Saturday, April 21, 2007

The Worst Director Ever

I am, by far, the worst director I ever worked with: Slow-witted, indecisive, obsessed with visual impact, prone to impromptu, irrelevant exercises and anecdotes. I have given actors notes to "act more boldly" and "prefigure the next event without hinting." I do not establish boundaries. I do not create a safety net for the actors, or anyone else. I can take three weeks to block a ninety-minute show, then block the final 2/3 in two hours, with a stage manager at my side, shouting: "Act One, Scene Five---Go! Come on... Act Two, Scene Two---Go!"

My worst quality as a director is my tendency to agree, basically, with everyone. This doesn't require any effort from me, which is probably why it happens so often. I find almost everyone fascinating. I listen, and listen. I am not feigning interest. My thrall is genuine.

This article is misleading. I should say: was, gave, did not, did not, took, blocked, was, didn't, happened. The rest still applies in the present tense. I stopped directing in 1995, immediately after I worked on one of my own plays, called Feasting, about a rodent infestation in a village. Some villagers saw the rats as a sign of moral decay and industrial filth, while others were being absorbed into a cult. At the center of the cult were a brother and sister team of rat catchers with a mystical and visceral connection to their prey.

My direction brought forth none of the above. As far as possible, my direction obscured the characters' intentions and muddied the themes so that one critic proclaimed the play to be about the exact opposite of the script's aim. In the play I wanted to portray the hysteria that forms in a distinct pattern around the debut of new technology. I wanted to show the emergence of superstition when leaps in technology leave large portions of the population stranded between ways of life.

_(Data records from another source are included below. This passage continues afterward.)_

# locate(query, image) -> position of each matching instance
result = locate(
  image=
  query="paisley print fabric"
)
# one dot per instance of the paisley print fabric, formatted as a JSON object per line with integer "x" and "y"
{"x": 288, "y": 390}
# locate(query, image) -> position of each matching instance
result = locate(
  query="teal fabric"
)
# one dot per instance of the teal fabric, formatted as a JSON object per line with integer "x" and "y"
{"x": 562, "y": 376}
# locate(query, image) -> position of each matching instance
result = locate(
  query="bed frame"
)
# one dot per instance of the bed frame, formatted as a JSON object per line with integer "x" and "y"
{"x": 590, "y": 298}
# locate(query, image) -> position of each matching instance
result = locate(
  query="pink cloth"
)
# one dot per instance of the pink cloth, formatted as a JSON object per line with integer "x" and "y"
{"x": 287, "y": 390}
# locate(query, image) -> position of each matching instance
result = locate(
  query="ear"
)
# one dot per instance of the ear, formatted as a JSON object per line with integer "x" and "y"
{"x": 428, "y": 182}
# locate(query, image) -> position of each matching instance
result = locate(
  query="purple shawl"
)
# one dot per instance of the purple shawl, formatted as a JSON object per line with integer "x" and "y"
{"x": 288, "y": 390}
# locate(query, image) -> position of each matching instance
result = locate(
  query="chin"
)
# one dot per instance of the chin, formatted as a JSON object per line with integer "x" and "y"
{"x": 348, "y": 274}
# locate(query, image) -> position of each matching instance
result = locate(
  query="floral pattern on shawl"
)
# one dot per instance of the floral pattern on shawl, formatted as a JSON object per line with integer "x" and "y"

My director did not begin to demonstrate any of this! And since I have not read the play in ten years, I wonder if it ever contained or suggested any of those ideas at all. Maybe, like a couple of Nicholas Roeg films, it has come to seem more glamorous and clever than it was, as it recedes into the mist of memory. Maybe the play wasn't brilliant or even bright. But I wish I'd seen the first production, with all the same actors, directed by someone besides that no-name idiot who wrecked my show.

(The Rat Catcher and His Dogs, by Thomas Woodward 1801-1852.)